When computing x + y, does the sum wrap? There are various ways to find out, some of them well known, some less. Some of these are probably totally unknown, in some cases deservedly so.
This is not meant to be an exhaustive list.
~x < y
A cute trick in case you don't want to compute the sum, for whatever reason.
Basically a variation of how MISRA C recommends checking for wrapping if you use the precondition test since ~x = UINT_MAX - x.
(x + y) < x
(x + y) < y
The Classic™. Useful for being cheap to compute: x + y is often needed anyway, in which case this effectively only costs a comparison. Also recommended by MISRA C, in case you want to express the "has the addition wrapped"-test as a postcondition test.
avg_down(x, y) <s 0
avg_down(x, y) & 0x80000000 // adjust to integer size
<s is signed-less-than. Performed on unsigned integers here, so be it.
avg_down is the unsigned average rounded down. avg_up is the unsigned average rounded up.
Since avg_down is the sum (the full sum, without wrapping) shifted right by 1, what would have been the carry out of the top of the sum becomes the top bit of the average.

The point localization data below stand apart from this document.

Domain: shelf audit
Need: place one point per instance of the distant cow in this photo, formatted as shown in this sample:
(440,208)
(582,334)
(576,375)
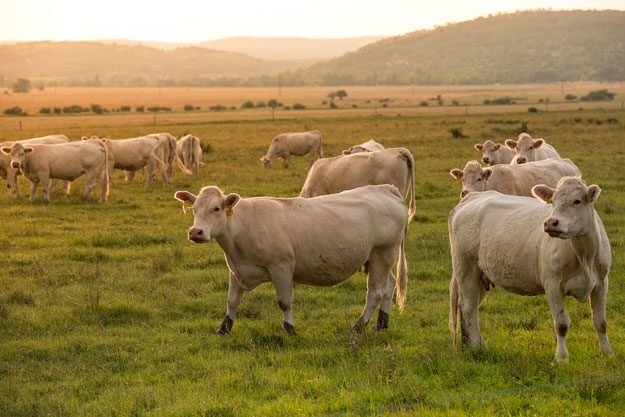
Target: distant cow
(298,144)
(389,166)
(9,173)
(528,149)
(494,153)
(316,241)
(528,247)
(368,146)
(189,151)
(513,179)
(65,161)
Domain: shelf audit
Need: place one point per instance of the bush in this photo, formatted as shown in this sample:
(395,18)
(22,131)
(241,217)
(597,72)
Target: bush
(599,95)
(15,111)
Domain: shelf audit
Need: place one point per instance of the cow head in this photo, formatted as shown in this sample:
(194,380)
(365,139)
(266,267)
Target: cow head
(489,152)
(525,148)
(572,210)
(211,209)
(17,152)
(473,177)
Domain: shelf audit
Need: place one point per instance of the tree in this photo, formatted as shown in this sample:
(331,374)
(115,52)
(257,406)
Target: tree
(341,93)
(22,85)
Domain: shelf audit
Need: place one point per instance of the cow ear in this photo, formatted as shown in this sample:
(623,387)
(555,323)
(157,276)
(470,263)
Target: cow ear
(543,192)
(456,173)
(231,200)
(593,193)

So, checking the top bit of avg_down(x, y) is equivalent to checking the carry out of x + y.
Can be converted into avg_up(~x, ~y) >=s 0 through the equivalence avg_down(x, y) = ~avg_up(~x, ~y).
(x + y) < min(x, y)
(x + y) < max(x, y)
(x + y) < avg(x, y)
(x + y) < (x | y)
(x + y) < (x & y)
~(x | y) < (x & y)
Variants of The Classic™. They all work for essentially the same reason: addition is commutative, including at the bit-level. So if we have (x + y) < x, then we also have (x + y) < y, and together they imply that instead of putting x or y on the right hand side of the comparison, we could arbitrarily select one of them, or anything between them too. Bit-level commutativity takes care of the bottom three variants in a similar way.

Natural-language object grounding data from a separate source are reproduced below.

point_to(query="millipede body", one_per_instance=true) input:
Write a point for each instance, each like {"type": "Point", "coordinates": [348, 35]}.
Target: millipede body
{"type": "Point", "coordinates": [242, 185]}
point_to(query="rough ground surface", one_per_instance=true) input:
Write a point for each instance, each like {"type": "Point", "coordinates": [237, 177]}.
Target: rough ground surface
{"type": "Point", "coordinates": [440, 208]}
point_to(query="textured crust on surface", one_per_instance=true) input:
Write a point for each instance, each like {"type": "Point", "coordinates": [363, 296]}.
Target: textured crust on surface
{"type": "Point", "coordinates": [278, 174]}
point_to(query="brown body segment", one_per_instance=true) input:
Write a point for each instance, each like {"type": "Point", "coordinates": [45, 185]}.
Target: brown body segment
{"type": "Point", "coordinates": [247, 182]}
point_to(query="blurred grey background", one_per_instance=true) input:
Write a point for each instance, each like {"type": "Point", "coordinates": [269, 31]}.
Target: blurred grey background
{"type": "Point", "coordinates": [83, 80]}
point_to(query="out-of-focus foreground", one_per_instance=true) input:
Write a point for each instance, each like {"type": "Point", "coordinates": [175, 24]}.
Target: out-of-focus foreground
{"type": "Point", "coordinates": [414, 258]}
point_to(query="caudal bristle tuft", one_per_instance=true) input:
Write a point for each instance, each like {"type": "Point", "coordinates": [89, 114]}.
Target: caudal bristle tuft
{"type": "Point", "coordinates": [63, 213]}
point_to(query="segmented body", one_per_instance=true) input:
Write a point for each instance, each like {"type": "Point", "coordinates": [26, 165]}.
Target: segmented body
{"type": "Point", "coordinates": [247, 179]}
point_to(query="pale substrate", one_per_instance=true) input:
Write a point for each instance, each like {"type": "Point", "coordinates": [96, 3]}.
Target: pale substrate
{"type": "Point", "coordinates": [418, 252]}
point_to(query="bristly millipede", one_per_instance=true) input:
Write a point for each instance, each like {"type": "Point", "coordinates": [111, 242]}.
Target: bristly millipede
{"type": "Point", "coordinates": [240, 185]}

Wait, is that a signed or unsigned min? Does avg round up or down or either way depending on the phase of the moon? It doesn't matter, all of those variants work and more.
(x + y) != addus(x, y)
(x + y) < addus(x, y)
addus is addition with unsigned saturation, meaning that instead of wrapping the result would be UINT_MAX.

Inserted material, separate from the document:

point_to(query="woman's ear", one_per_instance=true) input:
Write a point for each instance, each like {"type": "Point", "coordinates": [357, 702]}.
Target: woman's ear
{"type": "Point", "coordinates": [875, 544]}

When are normal addition and addition with unsigned saturation different? Precisely when one wraps and the other saturates. Wrapping addition cannot "wrap all the way back" to UINT_MAX, the highest result when the addition wraps is UINT_MAX + UINT_MAX = UINT_MAX - 1.
When the normal sum and saturating sum are different, the normal sum must be the smaller of the two (it certainly couldn't be greater than UINT_MAX), hence the second variant.
subus(y, ~x) != 0
subus(x, ~y) != 0
addus(~x, ~y) != UINT_MAX
subus is subtraction with unsigned saturation.
Strange variants of ~x < y. Since subus(a, b) will be zero when a <= b, it will be non-zero when b < a, therefore subus(y, ~x) != 0 is equivalent to ~x < y.
subus(a, b) = ~addus(~a, b) lets us turn the subus variant into the addus variant.
(x + y) < subus(y, ~x)
Looks like a cursed hybrid of (x + y) < avg(x, y) and subus(y, ~x) != 0, but the mechanism is (at least the way I see it) different from both of them.
subus(y, ~x) will be zero when ~x >= y, which is exactly when the sum x + y would not wrap. x + y certainly cannot be unsigned-less-than zero, so overall the condition (x + y) < subus(y, ~x) must be false (which is good, it's supposed to be false when x + y would not wrap).
In the other case, when ~x < y, we know that x + y will wrap and subus(y, ~x) won't be zero (and therefore cannot saturate). Perhaps there is a nicer way to show what happens, but at least under those conditions (predictable wrapping and no saturation) it is easy to do algebra:
- (x + y) < subus(y, ~x)
- x + y - 2k < y - (2k - 1 - x)
- x + y - 2k < y - 2k + 1 + x
- x + y < y + 1 + x
- 0 < 1
So the overall condition (x + y) < subus(y, ~x) is true IFF x + y wraps.
~x < avg_up(~x, y)
Similar to ~x < y, but stranger. Averaging y with ~x cannot take a low y to above ~x, nor a high y to below ~x. The direction of rounding is important: avg_down(~x, y) could take an y that's just one higher than ~x down to ~x itself, making it no longer higher than ~x. avg_up(~x, y) cannot do that thanks to rounding up.